No Confidence [Federal EA for Ring of Fire] – by Jeff Labine ( – March 19, 2013)

Eli Moonias says he has no confidence in the federal government’s environmental review process.

The chief of Marten Falls First Nation said there appears to be no accountability for the damage caused by the Alberta oil sands and that’s why he doesn’t trust the federal government to do a thorough job in its assessment in the Ring of Fire.

“No one is accountable with what’s happening with the Athabasca River situation,” he said. “I’m told that the poisons that seep into the river are dangerous. It will destroy the river. It will destroy life there. I don’t have confidence in the Canadian Environmental Assessment Agency. I don’t trust them at all.”

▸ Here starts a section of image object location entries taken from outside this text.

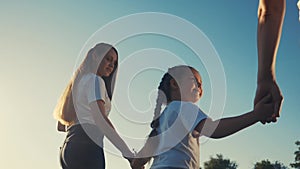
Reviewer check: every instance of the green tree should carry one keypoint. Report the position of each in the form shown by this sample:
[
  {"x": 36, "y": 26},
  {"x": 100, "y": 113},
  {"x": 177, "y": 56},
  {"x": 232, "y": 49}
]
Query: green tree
[
  {"x": 219, "y": 163},
  {"x": 297, "y": 157},
  {"x": 266, "y": 164}
]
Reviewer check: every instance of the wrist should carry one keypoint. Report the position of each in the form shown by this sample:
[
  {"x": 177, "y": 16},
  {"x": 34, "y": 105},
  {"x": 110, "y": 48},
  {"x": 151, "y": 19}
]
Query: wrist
[{"x": 267, "y": 76}]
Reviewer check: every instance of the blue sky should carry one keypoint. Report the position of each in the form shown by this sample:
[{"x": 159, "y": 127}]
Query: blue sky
[{"x": 40, "y": 45}]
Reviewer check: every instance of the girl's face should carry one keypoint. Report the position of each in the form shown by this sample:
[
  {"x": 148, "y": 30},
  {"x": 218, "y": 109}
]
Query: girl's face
[
  {"x": 107, "y": 64},
  {"x": 190, "y": 87}
]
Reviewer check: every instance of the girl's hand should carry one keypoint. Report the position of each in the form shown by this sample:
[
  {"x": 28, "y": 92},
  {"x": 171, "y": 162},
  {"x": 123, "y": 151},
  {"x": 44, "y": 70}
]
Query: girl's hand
[
  {"x": 270, "y": 87},
  {"x": 264, "y": 109}
]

He said people have told him that some of the dangerous chemicals being used in the tar sands will also be used in the Ring of Fire.

Although Moonias didn’t know the specific dangerous the supposed chemicals, he said he wants to find out. Moonias was one of many delegates at the annual Matawa First Nations gathering at the Valhalla Inn Tuesday.

The three-day meeting gives elders, chiefs and community members a chance to meet to discuss strategies as well as celebrate successes.

One of those successes included the decision by a federal court last week to deny motions filed by the federal government and Cliffs Natural Resources to negate evidence presented in a judicial review.

First Nation communities launched the legal action in November 2011 to look into the environmental assessment in the Ring of Fire.

Moonias said they want a longer, more thorough EA process that is a joint effort between all parties including First Nations.

Officials with Cliffs have visited some First Nation communities, but they weren’t necessarily touring to discuss the EA process, he said.

Cliffs intended to have the Ring of Fire project started in a few years. With First Nation communities calling for a halt of the environmental review, Moonias said they’ll have to wait to see how the judicial review plays out.

“If we are satisfied that the waters will be protected and we won’t have a chemical soup in 40 years, I’m sure we’ll find a way to make the project be approved,” he added.